Ce pouvoir termine son quinquennat dans un état de détestation rarement vu dans la Vème République et avait déjà accédé au pouvoir dans des conditions particulières qui posaient la question de sa légitimité politique. En cas de réélection au vu de cette campagne catastrophique, la question n’en serait que décuplée et il y a fort à parier que l’état du pays durant cette deuxième mandature serait particulièrement brûlant. Sans doute cette campagne est-elle le meilleur exemple possible pour illustrer l’inanité de la Vème République, ce système d’un autre temps qui arrive complètement à bout de souffle et risque à très court terme de nous mener à l’abîme fasciste.

Démobilisation et enracinement de l’ordre établi

La conséquence la plus dramatique de cette campagne dramatique est assurément la démobilisation qu’elle peut engendrer.

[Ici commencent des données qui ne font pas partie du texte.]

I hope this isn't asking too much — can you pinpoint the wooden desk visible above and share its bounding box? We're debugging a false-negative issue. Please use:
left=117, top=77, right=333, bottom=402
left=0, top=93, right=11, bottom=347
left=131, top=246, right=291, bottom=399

Si 2017 avait été un fort moment de politisation notamment du fait des débats de fond qui avaient pu avoir lieu, la campagne de cette année semble plutôt agir comme un repoussoir tant les petites piques et les polémiques grotesques occupent une place importante. C’est peut-être là l’objectif final recherché par les forces du système en place.

Quel est effectivement le meilleur carburant de l’ordre établi sinon la démobilisation des masses ? La campagne actuelle, qui traite de sujets tellement éloignés de la réalité des Français, fait tout ou presque pour les dégoûter du jeu électoral – et il serait bien compréhensible qu’une bonne part des électeurs se détournent de ce cirque. C’est pourtant peut-être le moment où nous avons besoin de mobiliser le plus de monde possible tant pour les élections à venir que pour les luttes qui suivront. Il est sans doute grand temps, dans cette nuit démocratique, de rallumer les étoiles.